The Problem With Nostalgia
By Katie Mather
I have a crippling fear of forgetting things.
I’ve kept diaries fairly consistently since I was maybe 10 years old. I’m not disciplined enough to write every day, nor was I even disciplined enough to write for every year of my life, so I guess by “fairly consistently” I mean that I’ve been extremely consistent in the level of drama and irrational anger and scribbling I’ve incorporated into every entry over the last 13 years.
I know I’m supposed to write every day, but I can’t. Mostly because when I’m actually happy and, like, drinking water or something, I never feel like I have anything to say. Sometimes, under the day’s date, I’ll just write “Happy!!!!!” as if to explain to future me why I took a week off of writing entries.
I like remembering the way I felt and the way I was thinking and who I was with one year or two years or even five years ago. That’s the biggest drive behind writing in a diary—that I get to plan out any feelings of nostalgia and can control it. Because nostalgia, while it’s nice in small doses, really warps my perception of things and I already have trouble with letting go of the past. Nostalgia makes me feel bubbly and soft for what’s already happened and hardened against any change that’s prevented the past to be the present as well. But that’s all so backwards and wrong to me. It used to be the future that scared me (I can barely plan 24 hours ahead without my body shutting down from the stress of it), but now I’m scared of everything that’s already happened. I need change.

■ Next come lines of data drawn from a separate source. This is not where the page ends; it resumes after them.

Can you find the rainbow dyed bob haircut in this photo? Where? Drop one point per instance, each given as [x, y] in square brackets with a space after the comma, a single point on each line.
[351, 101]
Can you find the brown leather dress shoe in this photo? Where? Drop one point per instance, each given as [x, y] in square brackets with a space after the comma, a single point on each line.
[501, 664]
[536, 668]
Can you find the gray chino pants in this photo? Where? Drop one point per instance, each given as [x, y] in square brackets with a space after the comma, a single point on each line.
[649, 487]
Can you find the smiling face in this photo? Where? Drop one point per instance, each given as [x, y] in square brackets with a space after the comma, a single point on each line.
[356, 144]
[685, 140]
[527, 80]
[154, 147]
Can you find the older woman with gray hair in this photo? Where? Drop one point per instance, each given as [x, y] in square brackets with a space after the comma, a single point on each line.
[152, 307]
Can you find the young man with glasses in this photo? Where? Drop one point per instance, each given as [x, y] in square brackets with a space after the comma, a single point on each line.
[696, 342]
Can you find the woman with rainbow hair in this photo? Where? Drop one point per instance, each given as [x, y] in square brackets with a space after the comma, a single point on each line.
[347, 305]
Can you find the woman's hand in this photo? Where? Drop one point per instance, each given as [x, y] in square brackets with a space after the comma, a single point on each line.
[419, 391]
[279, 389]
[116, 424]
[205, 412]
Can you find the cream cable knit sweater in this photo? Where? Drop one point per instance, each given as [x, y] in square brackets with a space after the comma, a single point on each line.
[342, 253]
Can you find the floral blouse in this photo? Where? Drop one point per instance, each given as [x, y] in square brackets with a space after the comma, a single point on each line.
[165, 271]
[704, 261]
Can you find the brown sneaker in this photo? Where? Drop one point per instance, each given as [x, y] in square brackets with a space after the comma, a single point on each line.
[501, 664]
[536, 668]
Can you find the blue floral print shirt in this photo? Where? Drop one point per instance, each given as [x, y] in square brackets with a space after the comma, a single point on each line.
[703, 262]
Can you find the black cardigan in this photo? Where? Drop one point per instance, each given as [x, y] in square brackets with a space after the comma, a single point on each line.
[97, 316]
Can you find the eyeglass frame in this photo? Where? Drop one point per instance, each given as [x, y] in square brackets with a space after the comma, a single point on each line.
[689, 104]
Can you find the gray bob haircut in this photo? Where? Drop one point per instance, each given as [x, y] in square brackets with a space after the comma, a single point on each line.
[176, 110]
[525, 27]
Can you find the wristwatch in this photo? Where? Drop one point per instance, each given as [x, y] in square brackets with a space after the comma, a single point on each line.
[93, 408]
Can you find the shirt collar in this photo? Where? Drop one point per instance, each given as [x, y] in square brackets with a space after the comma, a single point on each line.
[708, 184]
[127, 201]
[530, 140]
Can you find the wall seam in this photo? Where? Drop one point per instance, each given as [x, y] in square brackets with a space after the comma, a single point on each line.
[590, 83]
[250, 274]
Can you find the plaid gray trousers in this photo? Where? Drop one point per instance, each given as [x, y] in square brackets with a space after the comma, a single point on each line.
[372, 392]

My diaries take up approximately half of a shelf in my childhood bedroom. I feel weirdly detached from the stories and writing in there—as if, once I write something down, it’s no longer mine—but anytime I’m home I read them anyway. I feel embarrassed about every piece of writing I’ve ever produced, with the exception of a very few recent articles, and this embarrassment wholeheartedly applies to my diaries too. But I think that’s good, isn’t it? I think that embarrassment is supposed to stem from knowing you’re changing and growing. Or maybe I used to be a really shitty writer, who knows.
It’s a weird space to be in—me, surrounded by the bubblegum pink walls I painted back in 2008 and the dusty developed photographs from my senior year of high school, sitting on the floor where I used to have slumber parties and study for tests, now reading these old notebooks. It’s like purposefully overdosing on nostalgia.
My little sister is five years younger than me and starting college and I only have good things to tell her about what the next four years of her life will be like. It’s nothing new or particularly inspiring; everyone did the same to me right before I left for LA.
Except, when I read my old journals, I’m reminded of everything nostalgia convinces me to forget.
I’ve been thinking a lot about this lately, only because I recently spent two consecutive weekends in my childhood home and because I’m leaving for LA again in a couple of days. It’s funny to read in my diaries how some of my worst moments happened in LA, but nostalgia makes me think it’s ok to go back. The same could be said about where I grew up, but I still go home from time to time. I said this to someone recently and they thought that “funny” was a weird way of describing it.
I’ve spent the majority of my adult life split between two major cities, and what’s bizarre is how I always feel like I love whichever city I’m not currently living in more than the other. And that’s the problem with nostalgia.
I indulge myself occasionally. I’ll think about little golden moments and drag them out in my head so they seem like they were more meaningful and important than they probably actually were. A lot of sources of nostalgia for me will always be tiny things that I never thought to write down in my diary, no matter how hard I try to cram everything in there. Like grabbing dinner with my friend in LA, and watching her check her teeth in the reflection of her phone screen while we wait for the bill. Or the days in the summer at home when my friends and I would drive miles and from different towns and congregate in one living room and watch TV in silence. Times when I’d invite myself over to a friend’s apartment—unfairly close to where I lived and entirely unplanned and it was almost disrespectful how long it took me to realize how important this was to me until we had to move (him, across town; me, across the country)—and I would watch him study a subject I never had interest in learning, as I secretly waited for his roommate to come home and pay attention to me.